The event, at the Wallace Theatre in the Lewis Arts complex, honors playwrights and poets who have resisted authoritarian narrative capture over the last century. It archives suppressed histories and invites audiences to resist erasure through community dialogue and organizing. The work is presented and performed by Anya Pearson, a 2021-22 Princeton Hodder Fellow, Drama Desk winner Chesney Snow, Lecturer in Theater for the Program in Theater and Music Theater; and features senior Destine Harrison-Williams. The lecture and performance are co-directed by Pearson and Snow and are in collaboration with Princeton’s Black Theater Collective.

A talkback and a panel discussion with scholars, professors, alumni, and leading figures in American theater today follow performances, which are co-sponsored by Princeton’s Humanities Council. Admission is free.

When Pages Breathe is a collaborative series between Princeton University Library’s Special Collections and the Program in Theater and Music Theater, created and curated by Snow. Pearson and Snow met earlier this fall with Jennifer Garcon, librarian for Modern and Contemporary Special Collections at the library, to review the University’s related archives. The series is dedicated to the late William Noel, the John T. Maltsberger III ’55 Associate University Librarian for Special Collections. This year’s series is presented in collaboration with Princeton’s Black Theater Collective.

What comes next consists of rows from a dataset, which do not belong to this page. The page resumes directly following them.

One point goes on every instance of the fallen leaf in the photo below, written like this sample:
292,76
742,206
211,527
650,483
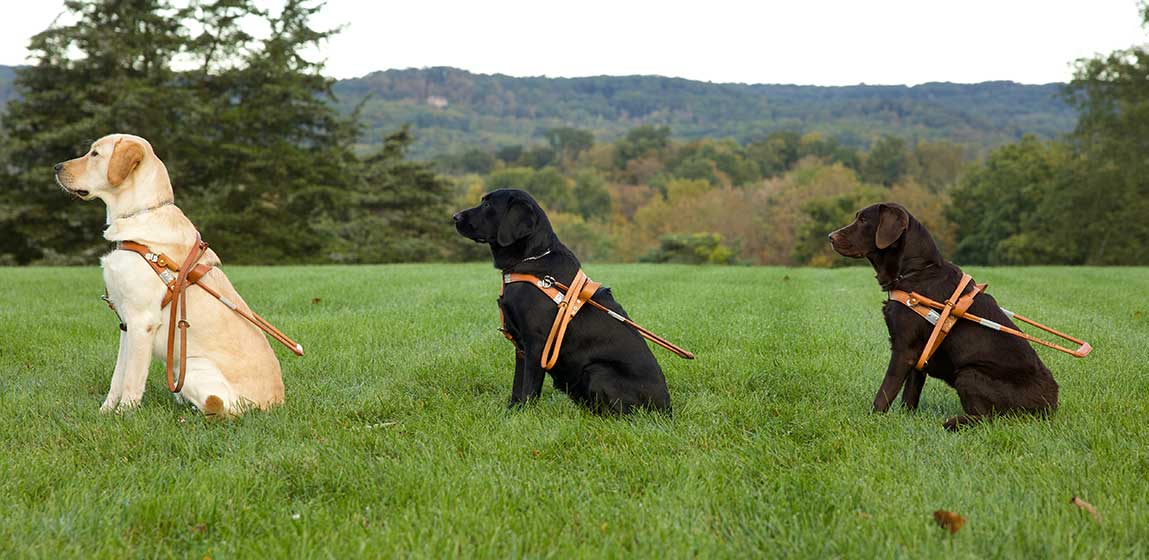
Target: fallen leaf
1085,505
949,520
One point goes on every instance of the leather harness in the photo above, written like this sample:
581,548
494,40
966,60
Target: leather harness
945,315
177,278
570,300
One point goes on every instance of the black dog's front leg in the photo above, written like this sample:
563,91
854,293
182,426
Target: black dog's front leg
900,367
529,377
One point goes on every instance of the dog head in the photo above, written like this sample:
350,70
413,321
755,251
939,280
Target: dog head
510,221
876,229
892,239
120,169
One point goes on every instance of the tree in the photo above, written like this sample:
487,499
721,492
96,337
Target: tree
887,162
1112,139
394,213
569,143
641,142
259,155
997,206
118,84
777,154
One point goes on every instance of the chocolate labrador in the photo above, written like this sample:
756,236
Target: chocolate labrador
603,363
993,373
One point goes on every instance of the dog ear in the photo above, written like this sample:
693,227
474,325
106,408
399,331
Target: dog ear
517,222
125,156
893,222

Snow is a Drama Desk Award-winning interdisciplinary artist who works as a performer, composer, lyricist, sound designer, and teaching artist. His recent collaborations include Skeleton Crew on Broadway, Walks of Life at La Jolla Playhouse, Upstream at Syracuse Stage, which he wrote and starred in, as well as Soil Beneath off-Broadway at Primary Stages, and Crowns and Princeton and Slavery Plays at McCarter Theatre, among others.

Anya Pearson

Pearson is an award-winning playwright, poet, screenwriter, actress, and activist. A 2021-22 Hodder Fellow at Princeton, she was a finalist for Juilliard’s Lila Acheson Wallace American Playwrights Program (2023), for the George A. and Eliza Gardner Howard Foundation Fellowship in Playwriting at Brown University (2020), and the National Black Theatre’s Playwriting Residency (2019). She is a 2025 Advance Gender Equity (AGE) in the Arts Legacy Playwright. Her plays include The Measure of Innocence, Made to Dance in Burning Buildings, The Killing Fields, Without a Formal Declaration of War, and Butterflies Eat Decay.